Wednesday, June 20, 2012

Hive Maintenance

Hive log filling up tmp space

/tmp is usually the neglected folder in any unix environment, but there is where Hive is going to place all its log files. If you didnt have enough space allocated for this then your scheduled sqoop or hive queries are going to fail because of silly reason - no temp space. Not worth it..


1.       Create a cron to remove the /tmp/<username>/*.txt files frequenty
2.       Change the hive log directory to a different location which is monitored by ops ..
I I prefer the 2nd since this change will not remove any files in the process. 
t   To make the configuration change got to /etc/hive/conf/hive-site.xml and add the following property

<property>
  <name>hive.querylog.location</name>
  <value>/var/<username>/tmp</value>
  <description>Directory where structured hive query logs are created</description>
</property>



Freeing up unused HDFS memory

Two directories we can concentrate to free-up a lot of HDFS memory

1. /tmp/hive-<username>/
2.  /local/hadoop/mapred/staging/user/.staging/job*

If you have Hue you can cleanup some of long unused saved reports
   1. /tmp/hive-beeswax-<username>/

If you can limit the files by date less than the current month, you are safe..(since this is delete operation)
Hadoop, Hive and Hue does have demon or code to clean-up these folders (Im not sure) but 
Usually all these files are there because of orphaned mapreduce jobs. Like when you CTRL+C instead of formally  "hadoop -job kill <job_id>"

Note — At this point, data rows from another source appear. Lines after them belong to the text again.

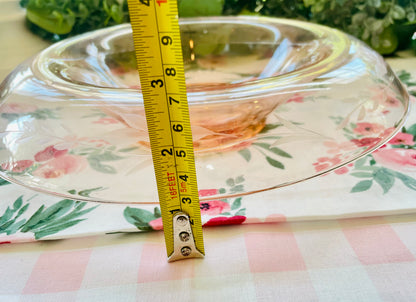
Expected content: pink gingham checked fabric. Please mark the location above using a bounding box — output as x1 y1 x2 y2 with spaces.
0 214 416 302
0 0 416 302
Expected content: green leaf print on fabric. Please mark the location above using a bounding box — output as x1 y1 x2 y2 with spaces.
0 178 10 186
123 207 161 231
350 155 416 194
0 196 98 239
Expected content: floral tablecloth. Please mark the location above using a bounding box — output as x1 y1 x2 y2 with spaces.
0 62 416 243
0 0 416 301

And ofcourse scanning the hdfs directory and hive directory for junk files will also help..

the following are default configuration directories

for beeswax cleanup -- hadoop fs -rmr /tmp/hive-beeswax-*/hive*   

for hive tmp --   hadoop fs -rmr /tmp/hive-bhchandr/hive*
older job files --  hadoop fs -rmr /local/hadoop/mapred/staging/<application_user>/.staging/job_2012*

Free Sqoop temp space

remove the compile folders for sqoop job
/tmp/sqoop-<username>/compile/

remove log files older than 1/2 day at jobtracker and data-nodes

 /var/log/hadoop-*-*/userlogs/*            

recover from safemode

Hadoop can go into safemode when the local directory mapped to HDFS is full.. this usually happens when your HDFS files usedup all the space.. but the trick is you cannot remove files unless you recover from safemode.

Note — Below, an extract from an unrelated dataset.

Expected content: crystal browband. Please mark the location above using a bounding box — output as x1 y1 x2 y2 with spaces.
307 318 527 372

So first remove some local files from
/opt/local/hadoop/mapred/local/taskTracker
/opt/local/hadoop/mapred/local/taskTracker/distcache
/opt/local/hadoop/mapred/local/taskTracker/<username>

then
hadoop dfsadmin -safemode leave

since Hadoop is out of safemode.. you can cleanup some HDFS using the steps in the first sections


/var/log/hadoop-0.20/history/done